Suite à la présentation du projet de « Loi Travail » en conseil des ministres dans sa deuxième mouture, l’Union des employeurs de l’économie sociale et solidaire (UDES) réitère ses inquiétudes quant aux conséquences de ce texte.

En l’état, le projet de loi altère la pratique du dialogue social dans les TPE et les PME. Alors que le dialogue social est peu développé dans les petites entreprises, faute de représentants ou d’élus syndicaux, plusieurs dispositions contenues dans ce texte sont de nature à le faire progressivement disparaître :

  • La primauté de l’accord d’entreprise sur l’accord de branche en matière de temps de travail qui n’est pas adapté à la réalité des secteurs dans lesquels l’action régulatrice de la branche est indispensable ;
  • La mise en place de l’accord majoritaire dans l’entreprise qui constitue un risque de paralysie du dialogue social ;
  • La rationalisation du nombre de branches avec des critères de nature quantitative qui minorent la vivacité du dialogue dans certaines branches ;
  • La suppression de souplesses pour les TPE/PME telles que le barème prédictif en matière d’indemnités prud’homales ou la possibilité de mettre en place des forfaits jours.

Par ailleurs, en l’état, le projet de loi altère la représentativité des organisations patronales représentant les TPE et les PME.

L’UDES regrette le nouvel aménagement de la mesure de la représentativité patronale inadapté à la réalité économique et demande une révision des critères. L’article 20 du projet de loi prévoit d’assoir la mesure de l’audience des organisations patronales à hauteur de 20 % sur le nombre d’entreprises adhérentes et de 80 % sur le nombre de leurs salariés. Ce mode de calcul remet en cause l’équilibre trouvé dans le cadre de la loi du 5 mars 2014 sur la formation professionnelle et la démocratie sociale, qui tient seulement compte du nombre d’entreprises adhérentes, ainsi que la représentativité des syndicats représentant les petites et moyennes entreprises qui rassemblent pourtant l’essentiel de l’activité économiques en France.

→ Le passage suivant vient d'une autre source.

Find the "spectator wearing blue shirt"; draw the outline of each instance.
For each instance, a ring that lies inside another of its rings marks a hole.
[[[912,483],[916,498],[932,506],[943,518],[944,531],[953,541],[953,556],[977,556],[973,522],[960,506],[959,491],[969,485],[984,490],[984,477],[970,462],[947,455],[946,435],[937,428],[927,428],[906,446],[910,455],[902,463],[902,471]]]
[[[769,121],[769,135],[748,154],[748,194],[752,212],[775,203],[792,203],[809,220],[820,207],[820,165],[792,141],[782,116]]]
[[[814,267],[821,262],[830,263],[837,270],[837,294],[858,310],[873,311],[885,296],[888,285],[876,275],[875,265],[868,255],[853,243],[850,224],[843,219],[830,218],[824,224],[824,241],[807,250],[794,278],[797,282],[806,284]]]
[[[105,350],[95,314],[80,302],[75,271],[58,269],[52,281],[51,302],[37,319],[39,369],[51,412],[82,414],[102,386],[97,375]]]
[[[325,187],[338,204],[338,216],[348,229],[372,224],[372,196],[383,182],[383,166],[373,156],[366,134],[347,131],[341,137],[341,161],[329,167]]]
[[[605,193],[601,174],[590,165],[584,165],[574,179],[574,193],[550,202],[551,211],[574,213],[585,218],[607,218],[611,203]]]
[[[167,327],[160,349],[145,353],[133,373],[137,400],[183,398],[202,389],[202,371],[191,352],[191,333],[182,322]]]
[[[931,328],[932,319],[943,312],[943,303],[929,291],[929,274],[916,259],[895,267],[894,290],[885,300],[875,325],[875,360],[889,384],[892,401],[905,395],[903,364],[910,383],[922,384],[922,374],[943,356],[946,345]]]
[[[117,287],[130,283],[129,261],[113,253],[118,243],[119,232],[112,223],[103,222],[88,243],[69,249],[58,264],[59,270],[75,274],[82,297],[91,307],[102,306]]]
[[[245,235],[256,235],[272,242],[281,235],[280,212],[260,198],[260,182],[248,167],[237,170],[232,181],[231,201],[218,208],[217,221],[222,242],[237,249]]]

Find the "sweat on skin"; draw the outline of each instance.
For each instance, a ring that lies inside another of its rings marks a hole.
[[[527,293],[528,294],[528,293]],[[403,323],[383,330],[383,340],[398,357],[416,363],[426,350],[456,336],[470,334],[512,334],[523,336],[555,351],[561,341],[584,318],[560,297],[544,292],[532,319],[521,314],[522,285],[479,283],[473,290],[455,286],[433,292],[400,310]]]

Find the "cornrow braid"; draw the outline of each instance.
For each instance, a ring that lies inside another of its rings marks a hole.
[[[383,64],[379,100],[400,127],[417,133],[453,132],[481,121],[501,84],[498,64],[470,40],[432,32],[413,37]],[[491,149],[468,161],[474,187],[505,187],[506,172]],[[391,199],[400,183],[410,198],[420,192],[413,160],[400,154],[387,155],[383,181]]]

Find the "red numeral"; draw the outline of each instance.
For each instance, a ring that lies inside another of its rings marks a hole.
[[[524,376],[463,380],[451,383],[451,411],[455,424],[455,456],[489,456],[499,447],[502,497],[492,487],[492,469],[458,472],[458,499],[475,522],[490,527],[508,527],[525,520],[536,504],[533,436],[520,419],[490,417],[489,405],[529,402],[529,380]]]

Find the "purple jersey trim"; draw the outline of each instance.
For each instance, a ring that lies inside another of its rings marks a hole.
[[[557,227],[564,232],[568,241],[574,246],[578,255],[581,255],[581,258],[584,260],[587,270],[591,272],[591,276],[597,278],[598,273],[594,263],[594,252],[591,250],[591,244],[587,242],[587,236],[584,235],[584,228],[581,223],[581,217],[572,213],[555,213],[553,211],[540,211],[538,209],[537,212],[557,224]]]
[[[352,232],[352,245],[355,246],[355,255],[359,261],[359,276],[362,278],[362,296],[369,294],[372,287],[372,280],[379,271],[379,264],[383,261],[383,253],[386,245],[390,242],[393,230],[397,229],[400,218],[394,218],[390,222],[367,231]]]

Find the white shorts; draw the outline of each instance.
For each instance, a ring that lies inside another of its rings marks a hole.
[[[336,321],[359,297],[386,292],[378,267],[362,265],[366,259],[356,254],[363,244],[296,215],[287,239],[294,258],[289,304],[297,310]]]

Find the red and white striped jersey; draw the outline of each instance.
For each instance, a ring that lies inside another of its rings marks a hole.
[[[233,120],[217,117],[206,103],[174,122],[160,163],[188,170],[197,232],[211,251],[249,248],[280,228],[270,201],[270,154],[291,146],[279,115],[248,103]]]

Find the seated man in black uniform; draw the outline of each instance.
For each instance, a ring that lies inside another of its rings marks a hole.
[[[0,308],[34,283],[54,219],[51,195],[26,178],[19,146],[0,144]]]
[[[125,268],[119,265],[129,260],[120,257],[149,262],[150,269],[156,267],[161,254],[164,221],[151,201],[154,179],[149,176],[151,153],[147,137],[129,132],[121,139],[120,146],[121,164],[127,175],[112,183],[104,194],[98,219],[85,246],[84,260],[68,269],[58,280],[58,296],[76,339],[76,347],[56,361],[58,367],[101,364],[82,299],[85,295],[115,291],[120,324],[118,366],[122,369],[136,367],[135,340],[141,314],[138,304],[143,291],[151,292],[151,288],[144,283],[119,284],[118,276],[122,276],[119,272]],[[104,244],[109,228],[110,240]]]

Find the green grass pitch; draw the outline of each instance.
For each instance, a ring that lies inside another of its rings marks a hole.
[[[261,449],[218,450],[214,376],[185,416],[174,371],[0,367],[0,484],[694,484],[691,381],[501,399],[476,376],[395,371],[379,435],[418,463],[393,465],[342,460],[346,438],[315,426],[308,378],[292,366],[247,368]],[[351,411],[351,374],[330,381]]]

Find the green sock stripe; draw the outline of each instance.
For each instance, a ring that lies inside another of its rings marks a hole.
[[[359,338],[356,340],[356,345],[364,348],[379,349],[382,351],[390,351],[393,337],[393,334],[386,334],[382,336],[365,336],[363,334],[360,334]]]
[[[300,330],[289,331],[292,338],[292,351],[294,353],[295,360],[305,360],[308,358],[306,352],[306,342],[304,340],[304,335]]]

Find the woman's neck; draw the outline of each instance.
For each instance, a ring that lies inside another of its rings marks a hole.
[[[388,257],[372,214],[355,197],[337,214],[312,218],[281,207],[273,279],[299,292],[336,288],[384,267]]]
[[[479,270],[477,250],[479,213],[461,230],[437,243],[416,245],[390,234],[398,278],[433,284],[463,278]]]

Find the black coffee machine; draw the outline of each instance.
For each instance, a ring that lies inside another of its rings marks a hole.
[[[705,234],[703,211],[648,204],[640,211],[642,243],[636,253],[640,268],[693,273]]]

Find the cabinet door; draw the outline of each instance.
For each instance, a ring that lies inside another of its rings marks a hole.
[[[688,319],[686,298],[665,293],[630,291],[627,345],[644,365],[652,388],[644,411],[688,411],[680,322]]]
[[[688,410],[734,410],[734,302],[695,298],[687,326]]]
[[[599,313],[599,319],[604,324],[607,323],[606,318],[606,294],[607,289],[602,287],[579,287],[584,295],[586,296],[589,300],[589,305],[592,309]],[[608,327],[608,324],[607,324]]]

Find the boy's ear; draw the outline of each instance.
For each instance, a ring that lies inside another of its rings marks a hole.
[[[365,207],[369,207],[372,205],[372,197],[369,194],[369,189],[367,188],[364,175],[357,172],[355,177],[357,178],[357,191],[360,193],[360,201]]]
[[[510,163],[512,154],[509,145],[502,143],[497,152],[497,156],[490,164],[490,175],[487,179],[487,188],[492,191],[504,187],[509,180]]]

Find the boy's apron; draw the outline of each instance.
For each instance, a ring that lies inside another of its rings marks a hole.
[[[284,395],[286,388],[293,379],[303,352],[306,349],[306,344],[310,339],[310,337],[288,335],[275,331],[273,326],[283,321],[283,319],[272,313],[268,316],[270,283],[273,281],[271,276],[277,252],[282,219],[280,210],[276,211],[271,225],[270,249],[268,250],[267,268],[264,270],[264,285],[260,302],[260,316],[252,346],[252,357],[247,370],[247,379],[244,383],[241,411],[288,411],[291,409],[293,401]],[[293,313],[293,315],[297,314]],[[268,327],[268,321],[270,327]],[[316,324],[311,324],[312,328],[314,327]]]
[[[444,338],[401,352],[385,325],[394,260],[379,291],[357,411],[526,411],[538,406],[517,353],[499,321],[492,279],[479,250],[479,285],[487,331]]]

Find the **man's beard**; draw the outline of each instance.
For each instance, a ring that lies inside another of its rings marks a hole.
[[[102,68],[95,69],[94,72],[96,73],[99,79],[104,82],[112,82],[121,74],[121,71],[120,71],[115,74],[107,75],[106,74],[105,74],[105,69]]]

Cependant, désireuse de rester force de proposition, et bien consciente que l’introduction d’une pondération liée aux effectifs salariés est inéluctable, l’UDES souhaite porter, par la voix de son Président Hugues Vidor, « une solution raisonnable et responsable. L’UDES propose ainsi que la mesure de la représentativité patronale soit pondérée par le calcul suivant : 70% sur le nombre d’entreprises adhérentes et 30% sur le nombre de leurs salariés. Le poids socio-économique des entreprises serait alors justement pris en compte, sans remettre en cause la philosophie qui présidait à la mise en place de la mesure dans la loi du 5 mars 2014 ».

L’UDES rappelle néanmoins qu’un certain nombre de dispositions de ce projet de loi vont dans le bon sens : le compte personnel d’activité, les motifs de licenciement économique, les accords types de branche ou encore les mesures en faveur des jeunes.